Selenium supplementation may increase the efficacy of cetuximab in metastatic colorectal cancer patients

Abstract

Recently, cyclooxygenase-2 (COX-2) inhibitor therapy has emerged as a possible new approach to the prevention and treatment of colorectal cancer (CRC). The COX enzymes (COX-1 and COX-2) are key enzymes of prostaglandin (PG) biosynthesis and are overexpressed in approximately 80% of human CRCs. Presumably, bioactive lipid products of COX, such as PGE(2), are responsible for some of the pro-neoplastic effects mediated by this enzyme. The early effects of COX-2-derived PGE(2) are in part mediated by the epidermal growth factor receptor (EGFR). Selenomethionine decreases COX-2 protein and PGE(2) levels.
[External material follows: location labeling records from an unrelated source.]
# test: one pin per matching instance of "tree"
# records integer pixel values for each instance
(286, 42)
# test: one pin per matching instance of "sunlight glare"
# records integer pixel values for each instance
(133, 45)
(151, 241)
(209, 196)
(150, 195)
Cetuximab is a chimeric IgG1 monoclonal antibody that binds to EGFR with high specificity thus blocking ligand-induced phosphorylation of EGFR. Cetuximab has clinically significant activity when given alone or in combination with irinotecan in patients with irinotecan-refractory CRC. We suggest that selenium supplementation by decreasing the COX-2 protein and PGE-2 levels in cancer cells may increase efficacy of cetuximab in advanced CRC patients.